Né en 1861 à Kaposvár, József Rippl-Rónaï fréquente d'abord l'Académie des Beaux-Arts de Munich.
Tout comme Félicien Rops, il est très tôt attiré par le bouillonnement artistique de Paris et quitte son pays natal (en 1887) pour chercher dans la Ville Lumière les rencontres et les idées qui nourriront sa création.
Installé à Neuilly en 1890, il y restera jusqu'en 1902 et ces années françaises seront le temps où s'affirmeront ses talents de peintre, de dessinateur et de graveur.

C'est l'époque, en effet (plus précisément au Salon du Champ de mars, en 1894), où il sera " découvert " par Bonnard, Vuillard et le groupe des Nabis, avec qui il se liera et auxquels il fera connaître en retour ses amis Maillol et Pitcairn-Knowles (un jeune dessinateur écossais avec qui il réalise en 1895 des lithographies d'illustration pour Les vierges de Georges Rodenbach).
Comme les Nabis, Rippl-Rónaï privilégie les silhouettes, les grands aplats de couleur, les contours purs, mais accorde tout autant de place aux atmosphères intimistes et douces où l'on retrouve l'influence de Whistler qu'il admire.
Il réalise en même temps des oeuvres d'art décoratif et de gravure, témoignant là aussi de l'influence nabie des années parisiennes.
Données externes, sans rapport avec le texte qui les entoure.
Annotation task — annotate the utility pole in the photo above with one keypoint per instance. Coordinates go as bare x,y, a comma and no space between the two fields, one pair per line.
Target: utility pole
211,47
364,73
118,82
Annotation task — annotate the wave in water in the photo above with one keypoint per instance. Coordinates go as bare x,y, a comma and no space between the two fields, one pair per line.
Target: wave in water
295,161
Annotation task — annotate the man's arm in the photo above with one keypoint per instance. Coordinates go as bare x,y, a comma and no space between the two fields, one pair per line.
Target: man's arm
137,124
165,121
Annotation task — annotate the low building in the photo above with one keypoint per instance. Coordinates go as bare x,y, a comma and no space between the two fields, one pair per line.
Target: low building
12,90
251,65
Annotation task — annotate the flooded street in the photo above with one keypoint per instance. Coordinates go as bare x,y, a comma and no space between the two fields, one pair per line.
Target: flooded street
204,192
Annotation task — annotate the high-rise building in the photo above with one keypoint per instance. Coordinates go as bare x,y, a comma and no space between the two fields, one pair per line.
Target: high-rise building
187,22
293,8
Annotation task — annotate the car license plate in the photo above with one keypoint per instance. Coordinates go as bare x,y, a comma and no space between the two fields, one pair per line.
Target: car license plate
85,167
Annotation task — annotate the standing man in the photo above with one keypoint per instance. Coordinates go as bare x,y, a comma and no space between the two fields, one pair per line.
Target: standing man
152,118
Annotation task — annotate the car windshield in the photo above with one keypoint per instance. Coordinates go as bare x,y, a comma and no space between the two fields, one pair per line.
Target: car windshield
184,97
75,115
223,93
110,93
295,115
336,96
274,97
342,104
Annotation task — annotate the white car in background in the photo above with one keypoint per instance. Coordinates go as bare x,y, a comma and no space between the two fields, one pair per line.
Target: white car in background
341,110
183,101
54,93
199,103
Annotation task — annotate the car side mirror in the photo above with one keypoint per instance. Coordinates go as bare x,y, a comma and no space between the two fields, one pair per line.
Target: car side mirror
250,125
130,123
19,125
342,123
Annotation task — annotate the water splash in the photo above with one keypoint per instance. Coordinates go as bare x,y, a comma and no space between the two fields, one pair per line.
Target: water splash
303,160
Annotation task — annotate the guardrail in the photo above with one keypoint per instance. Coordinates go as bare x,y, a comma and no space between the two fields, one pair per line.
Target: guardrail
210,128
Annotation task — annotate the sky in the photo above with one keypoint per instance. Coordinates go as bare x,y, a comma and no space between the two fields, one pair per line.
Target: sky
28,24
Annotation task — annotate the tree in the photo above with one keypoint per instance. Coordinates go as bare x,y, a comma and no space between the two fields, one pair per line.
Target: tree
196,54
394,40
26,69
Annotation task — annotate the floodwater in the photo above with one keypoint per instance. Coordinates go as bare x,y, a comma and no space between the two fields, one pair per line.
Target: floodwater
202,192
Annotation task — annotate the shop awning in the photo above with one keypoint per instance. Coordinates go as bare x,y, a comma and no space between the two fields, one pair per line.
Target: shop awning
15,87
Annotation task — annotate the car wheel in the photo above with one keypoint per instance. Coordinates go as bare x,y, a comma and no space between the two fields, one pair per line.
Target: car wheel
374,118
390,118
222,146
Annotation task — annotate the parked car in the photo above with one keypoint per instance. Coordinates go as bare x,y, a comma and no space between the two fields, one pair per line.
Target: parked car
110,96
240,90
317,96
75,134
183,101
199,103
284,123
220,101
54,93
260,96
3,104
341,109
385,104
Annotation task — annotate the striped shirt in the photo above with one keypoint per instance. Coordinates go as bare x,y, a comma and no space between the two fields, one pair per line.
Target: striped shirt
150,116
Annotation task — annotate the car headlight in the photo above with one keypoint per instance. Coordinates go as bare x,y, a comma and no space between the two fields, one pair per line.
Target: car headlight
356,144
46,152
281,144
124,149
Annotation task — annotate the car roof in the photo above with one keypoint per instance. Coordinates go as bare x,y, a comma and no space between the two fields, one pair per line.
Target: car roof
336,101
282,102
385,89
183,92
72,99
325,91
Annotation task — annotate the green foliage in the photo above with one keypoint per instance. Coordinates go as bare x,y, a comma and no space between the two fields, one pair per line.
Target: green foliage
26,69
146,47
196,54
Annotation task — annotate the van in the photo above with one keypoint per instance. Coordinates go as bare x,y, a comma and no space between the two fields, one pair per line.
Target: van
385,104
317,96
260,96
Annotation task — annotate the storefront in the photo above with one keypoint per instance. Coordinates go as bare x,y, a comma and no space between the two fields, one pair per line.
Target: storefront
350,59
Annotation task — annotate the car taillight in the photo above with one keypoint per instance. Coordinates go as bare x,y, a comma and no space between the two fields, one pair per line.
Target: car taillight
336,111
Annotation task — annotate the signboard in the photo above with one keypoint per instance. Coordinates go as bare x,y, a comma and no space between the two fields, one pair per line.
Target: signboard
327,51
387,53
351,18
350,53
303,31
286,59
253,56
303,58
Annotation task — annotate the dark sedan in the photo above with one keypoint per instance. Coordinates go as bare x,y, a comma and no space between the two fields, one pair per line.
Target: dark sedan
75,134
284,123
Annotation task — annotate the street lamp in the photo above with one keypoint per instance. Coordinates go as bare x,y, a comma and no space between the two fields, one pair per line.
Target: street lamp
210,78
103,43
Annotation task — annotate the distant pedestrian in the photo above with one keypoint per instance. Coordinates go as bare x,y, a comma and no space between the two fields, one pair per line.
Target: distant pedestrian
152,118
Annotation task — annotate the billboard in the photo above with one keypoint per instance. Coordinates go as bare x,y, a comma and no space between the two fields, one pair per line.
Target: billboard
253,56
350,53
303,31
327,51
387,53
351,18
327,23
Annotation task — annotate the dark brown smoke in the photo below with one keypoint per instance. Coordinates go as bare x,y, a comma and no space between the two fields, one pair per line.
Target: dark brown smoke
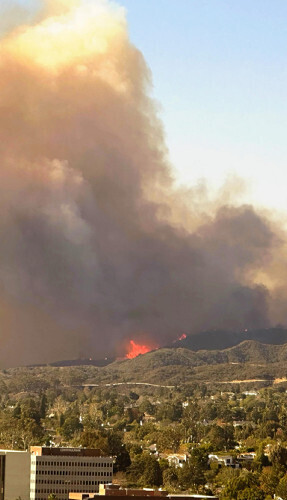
97,245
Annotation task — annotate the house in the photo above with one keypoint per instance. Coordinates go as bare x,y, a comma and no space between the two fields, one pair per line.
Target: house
222,460
177,459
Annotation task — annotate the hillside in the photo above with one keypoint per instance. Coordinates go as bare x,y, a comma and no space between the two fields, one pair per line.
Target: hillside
248,360
220,339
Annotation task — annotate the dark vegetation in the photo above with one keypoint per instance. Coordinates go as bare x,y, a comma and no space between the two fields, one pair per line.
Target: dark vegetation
194,409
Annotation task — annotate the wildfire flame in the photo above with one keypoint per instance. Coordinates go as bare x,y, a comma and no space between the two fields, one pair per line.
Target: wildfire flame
182,337
136,349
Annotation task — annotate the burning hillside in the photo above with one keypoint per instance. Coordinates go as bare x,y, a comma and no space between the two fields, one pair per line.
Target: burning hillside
99,242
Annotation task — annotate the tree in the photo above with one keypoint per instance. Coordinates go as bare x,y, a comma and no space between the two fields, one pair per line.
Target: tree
281,490
145,471
170,478
243,487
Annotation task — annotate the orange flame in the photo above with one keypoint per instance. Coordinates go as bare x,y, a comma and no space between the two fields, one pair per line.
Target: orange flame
182,337
136,349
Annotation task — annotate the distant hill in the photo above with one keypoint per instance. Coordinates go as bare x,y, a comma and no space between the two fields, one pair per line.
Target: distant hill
220,339
248,360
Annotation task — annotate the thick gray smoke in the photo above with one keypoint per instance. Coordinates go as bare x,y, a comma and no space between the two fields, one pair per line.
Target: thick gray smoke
97,246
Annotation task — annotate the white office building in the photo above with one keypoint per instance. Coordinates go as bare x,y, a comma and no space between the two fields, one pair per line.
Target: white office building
14,475
62,470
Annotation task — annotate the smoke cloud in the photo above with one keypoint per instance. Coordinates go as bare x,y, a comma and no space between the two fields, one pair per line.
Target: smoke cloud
97,245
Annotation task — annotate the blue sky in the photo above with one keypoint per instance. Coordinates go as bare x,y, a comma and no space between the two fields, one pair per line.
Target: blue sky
220,73
219,70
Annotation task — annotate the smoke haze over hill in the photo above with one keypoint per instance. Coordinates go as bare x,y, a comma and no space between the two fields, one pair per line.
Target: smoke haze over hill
97,245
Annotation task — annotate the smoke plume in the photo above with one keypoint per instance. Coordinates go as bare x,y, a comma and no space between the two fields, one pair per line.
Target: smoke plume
97,245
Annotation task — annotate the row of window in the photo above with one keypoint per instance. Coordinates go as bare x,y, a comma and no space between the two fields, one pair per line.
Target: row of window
71,483
74,464
56,490
61,481
94,472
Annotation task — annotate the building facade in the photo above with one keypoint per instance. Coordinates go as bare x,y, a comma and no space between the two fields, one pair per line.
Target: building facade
14,475
62,470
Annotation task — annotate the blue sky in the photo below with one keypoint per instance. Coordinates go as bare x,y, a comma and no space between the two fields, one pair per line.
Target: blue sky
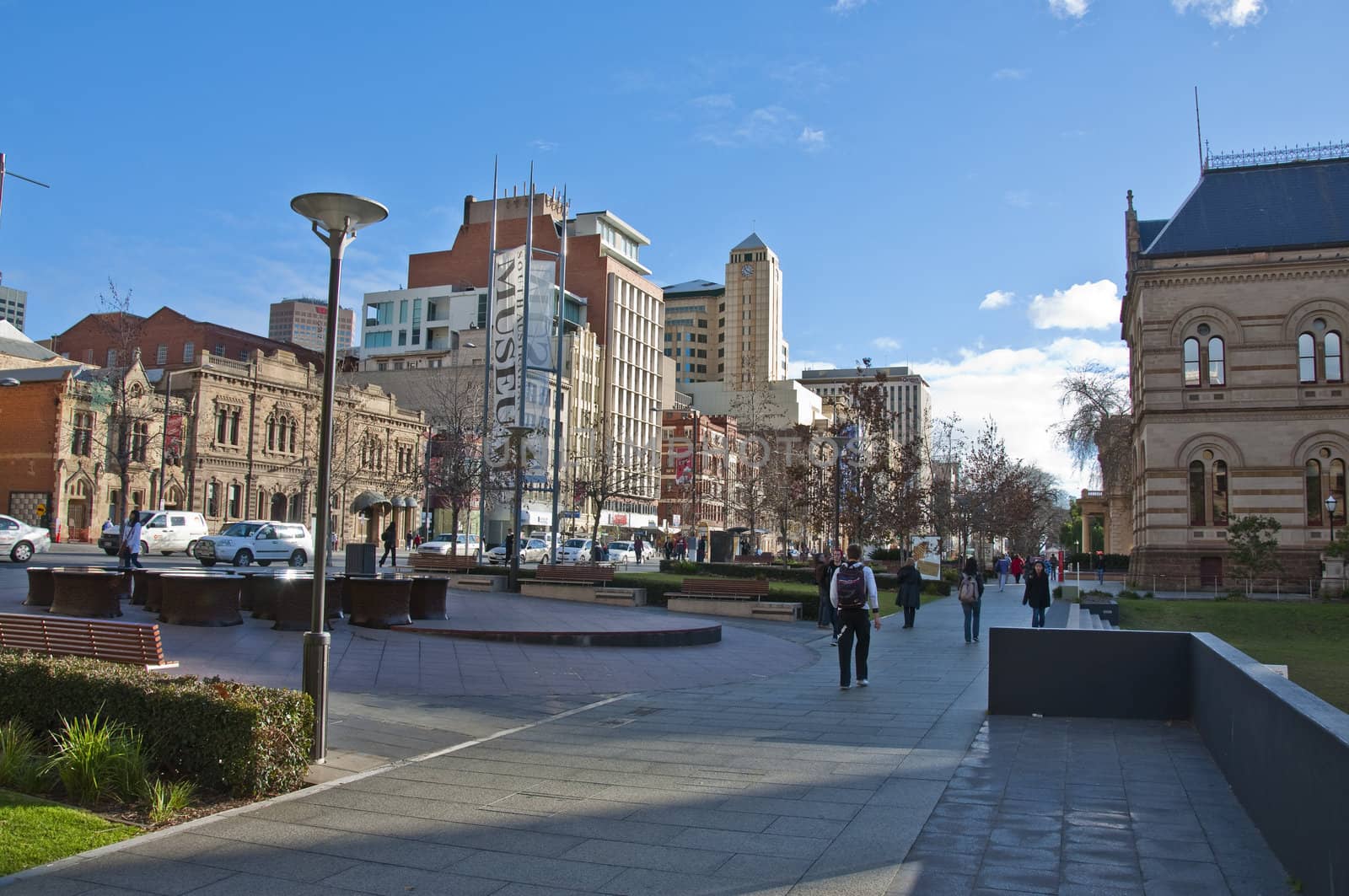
906,159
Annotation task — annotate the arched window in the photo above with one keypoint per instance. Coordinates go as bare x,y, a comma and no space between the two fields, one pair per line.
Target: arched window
1306,358
1217,366
1314,507
1197,502
1220,493
1191,362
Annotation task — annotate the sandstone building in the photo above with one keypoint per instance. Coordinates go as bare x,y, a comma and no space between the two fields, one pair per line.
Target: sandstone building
1234,312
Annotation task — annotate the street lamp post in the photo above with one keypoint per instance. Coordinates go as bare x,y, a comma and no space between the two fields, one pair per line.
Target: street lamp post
517,436
335,217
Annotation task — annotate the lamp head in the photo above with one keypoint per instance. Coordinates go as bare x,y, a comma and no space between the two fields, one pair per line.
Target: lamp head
337,212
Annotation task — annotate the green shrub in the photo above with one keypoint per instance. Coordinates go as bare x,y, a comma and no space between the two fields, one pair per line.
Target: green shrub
246,740
165,799
20,757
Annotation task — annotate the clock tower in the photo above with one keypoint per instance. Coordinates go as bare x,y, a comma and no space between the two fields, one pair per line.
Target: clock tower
750,347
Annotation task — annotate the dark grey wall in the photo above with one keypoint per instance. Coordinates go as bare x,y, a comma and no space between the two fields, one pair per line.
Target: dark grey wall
1286,756
1121,675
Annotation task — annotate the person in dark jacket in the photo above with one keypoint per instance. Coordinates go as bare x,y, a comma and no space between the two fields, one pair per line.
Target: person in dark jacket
1036,594
825,568
911,591
390,540
971,610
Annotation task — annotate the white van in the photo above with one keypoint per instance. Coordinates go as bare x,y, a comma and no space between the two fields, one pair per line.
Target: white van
170,530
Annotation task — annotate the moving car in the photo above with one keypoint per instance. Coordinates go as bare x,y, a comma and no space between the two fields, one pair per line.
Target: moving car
622,552
442,544
162,530
20,541
256,540
575,550
535,550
En 1899, après une période de crise où il éprouve de plus en plus intensément le désir de retrouver la Hongrie, sa peinture se modifie de manière décisive : après les oeuvres de demi-teintes et les contours ciselés, Rippl-Rónaï accède à ce sens de la couleur qui était en lui et qu'il avait jusque là refréné.
A partir de 1902, de retour à Kaposvár, renouant avec ses racines, il met également à profit les influences de ses années françaises et entame l'une des périodes les plus créatrices de son oeuvre, témoignant de sa grande sensibilité et d'une généreuse liberté dans la couleur. C'est l'époque de ses tableaux "à grains de maïs" aux touches de couleur pure, non superposées.
Rippl-Rónaï est enfin reconnu chez les siens ; il participe aux grandes expositions universelles, se faisant ainsi un des principaux intermédiaires entre l'art français et l'art hongrois de son temps.
Après l'exposition rétrospective présentée l'été dernier à la Galerie Nationale hongroise de Budapest et, fin 1998, au musée départemental Maurice Denis à Saint-Germain-en-Laye (France), deux expositions rendront hommage à Rippl-Rónaï, en Belgique :
Au musée Félicien Rops, seront exposées 130 oeuvres, principalement l'oeuvre graphique et les arts décoratifs.
A l'Hôtel de ville de Bruxelles (Grand-Place, 1000 Bruxelles) seront présentées les huiles.
Un important catalogue richement illustré, réalisé sous la direction du Musée départemental Maurice Denis à Saint-Germain-en-Laye (France) accompagne les expositions. Réalisé par des spécialistes de l'oeuvre, il présente une étude des plus complètes sur l'artiste.

Cette exposition est organisée par le Service de la Culture de la Province de Namur, avec l'aide de la Galerie Nationale hongroise de Budapest, du Commissariat Général aux Relations Internationales et de la RTBF.